We feel unseen sometimes too, don't we? In that place, in the plodding forward of days and time and work...does anyone notice that we haven't showered or brushed our hair or changed our clothes or manicured our eyebrows? As women, as the multitaskers of the human race, we just move forward and keep DOING ten things at once, and then ten new things, and then more...and our minds are whirring through all the things still to come...and I swear if I locked myself in a room that no one used but me (so, the laundry room, am I right?) the first creature to notice I was missing would be the first creature who went hunting for something I regularly kept supplied that had suddenly run dry. My husband would wonder where his clean underwear were. Or my daughter would be out of her special, lactose free coffee creamer. Or the dogs would have an empty water bowl. Or one of my sons would not understand why his iPad was mostly dead and sticking between the couch cushions rather than waiting, plugged in and fully charged, on the counter, like it usually was every day. Or there would be no pop tarts when the pantry was opened. No neatly straightened sheets and blankets when they went to crawl in bed. No extra rolls of toilet paper waiting nearby when they sat down without checking the current status of the holder. No bills paid. Or dentist appointments scheduled. No one else in the whole house who knew where to find the thermometer or the Tylenol or the bandaids or the broom or the laundry room where I was hiding.

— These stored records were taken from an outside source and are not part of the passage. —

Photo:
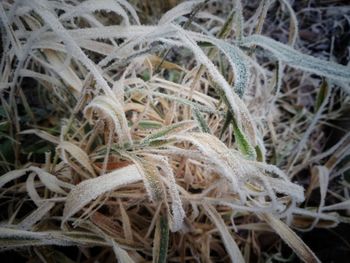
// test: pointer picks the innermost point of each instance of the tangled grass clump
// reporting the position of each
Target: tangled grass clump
(180, 140)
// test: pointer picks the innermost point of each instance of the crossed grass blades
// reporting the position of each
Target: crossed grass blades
(155, 158)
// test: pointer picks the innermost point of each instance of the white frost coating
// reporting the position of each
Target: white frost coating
(77, 153)
(300, 61)
(50, 181)
(176, 205)
(90, 189)
(238, 171)
(230, 244)
(180, 10)
(93, 5)
(111, 109)
(240, 110)
(36, 216)
(41, 8)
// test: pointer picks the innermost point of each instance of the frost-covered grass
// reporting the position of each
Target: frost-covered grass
(138, 132)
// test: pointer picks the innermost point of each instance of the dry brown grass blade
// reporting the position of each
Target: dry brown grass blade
(291, 238)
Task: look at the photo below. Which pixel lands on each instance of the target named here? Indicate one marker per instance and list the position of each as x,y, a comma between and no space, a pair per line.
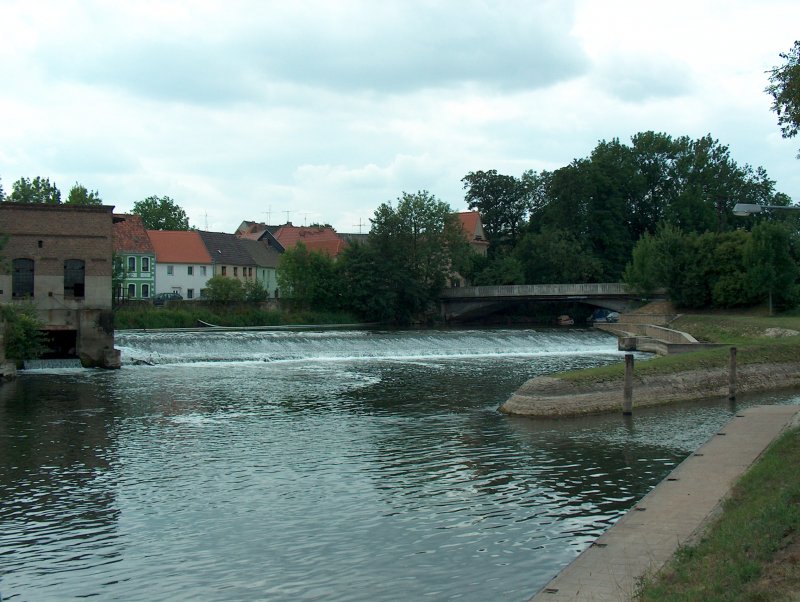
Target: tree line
655,212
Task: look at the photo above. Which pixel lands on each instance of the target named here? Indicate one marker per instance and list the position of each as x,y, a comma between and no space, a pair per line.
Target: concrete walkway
643,540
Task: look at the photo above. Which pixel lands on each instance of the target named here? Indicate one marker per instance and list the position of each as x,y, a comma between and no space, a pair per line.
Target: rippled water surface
317,466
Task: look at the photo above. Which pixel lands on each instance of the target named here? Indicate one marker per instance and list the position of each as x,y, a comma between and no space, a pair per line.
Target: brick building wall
48,236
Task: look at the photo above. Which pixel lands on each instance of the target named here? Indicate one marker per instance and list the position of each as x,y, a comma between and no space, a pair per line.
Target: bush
24,338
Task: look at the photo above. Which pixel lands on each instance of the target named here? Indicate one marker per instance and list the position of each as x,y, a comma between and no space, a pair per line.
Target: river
339,465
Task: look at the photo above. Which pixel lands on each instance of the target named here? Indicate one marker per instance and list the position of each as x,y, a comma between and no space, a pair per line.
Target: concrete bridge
473,301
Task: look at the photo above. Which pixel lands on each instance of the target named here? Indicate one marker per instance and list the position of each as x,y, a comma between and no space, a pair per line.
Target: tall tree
38,190
161,213
80,195
503,204
421,244
785,91
771,267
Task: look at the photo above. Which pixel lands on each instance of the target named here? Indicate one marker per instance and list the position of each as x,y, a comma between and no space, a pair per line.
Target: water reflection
375,477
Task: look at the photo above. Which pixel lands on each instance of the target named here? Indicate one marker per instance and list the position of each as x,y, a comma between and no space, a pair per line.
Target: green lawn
752,551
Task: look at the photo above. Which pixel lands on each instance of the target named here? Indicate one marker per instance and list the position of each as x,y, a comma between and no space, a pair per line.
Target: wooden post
732,375
627,403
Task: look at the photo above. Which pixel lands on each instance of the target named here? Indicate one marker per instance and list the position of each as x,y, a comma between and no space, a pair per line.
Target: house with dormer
135,258
321,239
183,264
57,259
472,227
266,258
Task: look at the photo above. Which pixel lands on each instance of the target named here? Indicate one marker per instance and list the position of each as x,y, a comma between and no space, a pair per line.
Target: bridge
472,301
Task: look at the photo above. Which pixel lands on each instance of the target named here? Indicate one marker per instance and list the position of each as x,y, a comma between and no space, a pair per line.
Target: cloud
634,78
355,47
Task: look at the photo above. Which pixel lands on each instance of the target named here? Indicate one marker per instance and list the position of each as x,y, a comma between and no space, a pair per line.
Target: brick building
136,259
59,258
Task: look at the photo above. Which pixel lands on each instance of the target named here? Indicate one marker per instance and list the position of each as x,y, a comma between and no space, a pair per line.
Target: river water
355,465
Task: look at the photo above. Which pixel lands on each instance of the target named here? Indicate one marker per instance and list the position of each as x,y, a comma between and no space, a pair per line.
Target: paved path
667,517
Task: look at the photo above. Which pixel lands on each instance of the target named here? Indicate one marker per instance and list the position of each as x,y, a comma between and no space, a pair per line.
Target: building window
74,278
22,278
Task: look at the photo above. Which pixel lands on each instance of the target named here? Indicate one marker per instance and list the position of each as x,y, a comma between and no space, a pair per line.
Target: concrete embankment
552,397
674,514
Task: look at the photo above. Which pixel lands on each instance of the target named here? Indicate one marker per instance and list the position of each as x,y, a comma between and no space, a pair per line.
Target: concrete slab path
672,514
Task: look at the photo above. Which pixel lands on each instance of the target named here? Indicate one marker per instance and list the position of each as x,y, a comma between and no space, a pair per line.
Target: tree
80,195
418,245
771,267
161,213
367,276
24,338
503,204
785,91
309,279
38,190
556,256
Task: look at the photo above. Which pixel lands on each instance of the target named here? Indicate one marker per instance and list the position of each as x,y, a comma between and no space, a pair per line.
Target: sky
319,111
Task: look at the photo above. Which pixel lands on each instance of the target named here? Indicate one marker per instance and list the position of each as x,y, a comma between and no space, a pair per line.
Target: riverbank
768,360
676,515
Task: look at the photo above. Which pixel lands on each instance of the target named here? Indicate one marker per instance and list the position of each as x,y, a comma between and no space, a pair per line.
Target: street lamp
751,209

SO much of what we do is unseen, unless its left undone. Our work goes unnoticed, while our lack of work is a pain clearly felt.

Not all the time, obviously, and lest you think I am complaining...I am not. I am simply pondering on all that my own current life season requires of me, and wondering how much of it I will notice has changed as years go on. And will anyone else see?

So, this Mother's Day, my 19th celebration as a mother, I want to remind all the ladies out there, whatever your status, of something the Holy Spirit whispered to me in the quiet of my home today.

Our God sees us.

In His Word, He tells us it's one of His names. "The God who sees..." You know who first calls Him by that name? A mother. (It's in Genesis 16, if you want to go read it for yourself.) 

I'm so glad, so grateful, that He sees me today. That He saw me when I was awake at 2 a.m. with a baby. That He sees me in 10 years, with no children at home anymore.

Being SEEN by HIM and KNOWN by Him...it's life, isn't it?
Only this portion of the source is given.